Wright: Do you ever have a time where you thought you’re going to have to tell the crew they weren’t going to fly because they weren’t ready, that it just didn’t come together?

Hughes: We even did that on Apollo 11.

Wright: I do remember you telling about that, yes.

Hughes: We were saying, “It’s one more month! Deke [Donald K. Slayton], please!” I told you about the one where I had some trouble. I’d go back through this document, but I had several times, I strip out names for a lot of these things.

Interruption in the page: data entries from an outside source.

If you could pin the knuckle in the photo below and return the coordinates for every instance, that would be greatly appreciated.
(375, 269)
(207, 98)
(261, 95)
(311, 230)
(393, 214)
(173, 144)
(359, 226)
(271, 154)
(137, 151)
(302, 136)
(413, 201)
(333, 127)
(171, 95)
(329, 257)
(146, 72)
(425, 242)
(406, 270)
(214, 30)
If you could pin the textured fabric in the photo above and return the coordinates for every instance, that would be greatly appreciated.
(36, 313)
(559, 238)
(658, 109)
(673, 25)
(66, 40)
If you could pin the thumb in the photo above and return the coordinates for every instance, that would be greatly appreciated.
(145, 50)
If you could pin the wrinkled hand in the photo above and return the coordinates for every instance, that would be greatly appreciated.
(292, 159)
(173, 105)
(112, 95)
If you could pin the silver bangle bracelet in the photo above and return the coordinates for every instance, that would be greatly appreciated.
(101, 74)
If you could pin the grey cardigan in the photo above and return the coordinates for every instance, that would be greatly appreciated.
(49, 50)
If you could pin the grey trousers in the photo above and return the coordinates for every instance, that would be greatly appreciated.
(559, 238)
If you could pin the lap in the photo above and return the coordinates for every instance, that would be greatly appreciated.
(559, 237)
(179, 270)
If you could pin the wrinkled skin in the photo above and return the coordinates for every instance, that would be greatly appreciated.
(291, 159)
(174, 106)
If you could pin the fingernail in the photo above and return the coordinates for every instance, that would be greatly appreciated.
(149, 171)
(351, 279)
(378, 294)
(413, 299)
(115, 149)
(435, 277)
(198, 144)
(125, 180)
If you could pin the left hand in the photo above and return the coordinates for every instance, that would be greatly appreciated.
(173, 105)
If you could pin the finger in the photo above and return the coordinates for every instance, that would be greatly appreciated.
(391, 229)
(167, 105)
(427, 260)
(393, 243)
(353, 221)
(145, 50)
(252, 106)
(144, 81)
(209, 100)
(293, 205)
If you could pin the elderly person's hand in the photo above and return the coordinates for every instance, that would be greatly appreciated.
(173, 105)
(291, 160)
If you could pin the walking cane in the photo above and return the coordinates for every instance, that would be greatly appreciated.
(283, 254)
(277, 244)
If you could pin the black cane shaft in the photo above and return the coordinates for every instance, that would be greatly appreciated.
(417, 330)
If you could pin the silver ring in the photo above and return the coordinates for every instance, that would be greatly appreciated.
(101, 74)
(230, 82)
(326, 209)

A female employee who, once became an astronaut, felt that she was just above everyone else, she was really special. So she would come into the lessons—now, we’re talking about single system trainer lessons where you had to read something, then you come in class ready to work. We’d do this normal training thing, and she wouldn’t do the reading, so the guys would try to give lessons and she didn’t know the basics. She was asking questions that were demonstrating that she didn’t know what the hell it was. Then, she’d get pissy at them because they should be telling her this stuff, which, if she had read the prerequisite [material], she’d be ready for that. They assumed that, and then you go—it’s just like any lesson. It was really a problem, so I got into this, and it was more than one instructor is hitting this kind of thing. I get them together and I said, “Okay, I understand, let me see what I can do.” I went up to the commander—she was assigned to a flight—and said, “I’m having this trouble with so-and-so.”

He says, “Join the club.”

I said, “Well, okay, let me try this,” and I outlined what I’m going to do.

He said, “Go for it.”

I go back down and I tell my instructors. I said, “For so-and-so, there’s three lessons coming up next week. If you have any trouble, any trouble at all, and she demonstrates that she’s not prepared to get in that class, you just very politely shut down the session, close up your books, and say, ‘I’m sorry, but we’ll have to reschedule this lesson because I can’t do this anymore,’ and you walk out. You don’t stand there for any kind of arguing or anything like that, walk out, and go to my office. If I’m not in in my office, you find out from my secretary where I am and go find me and tell me.” Everybody’s good.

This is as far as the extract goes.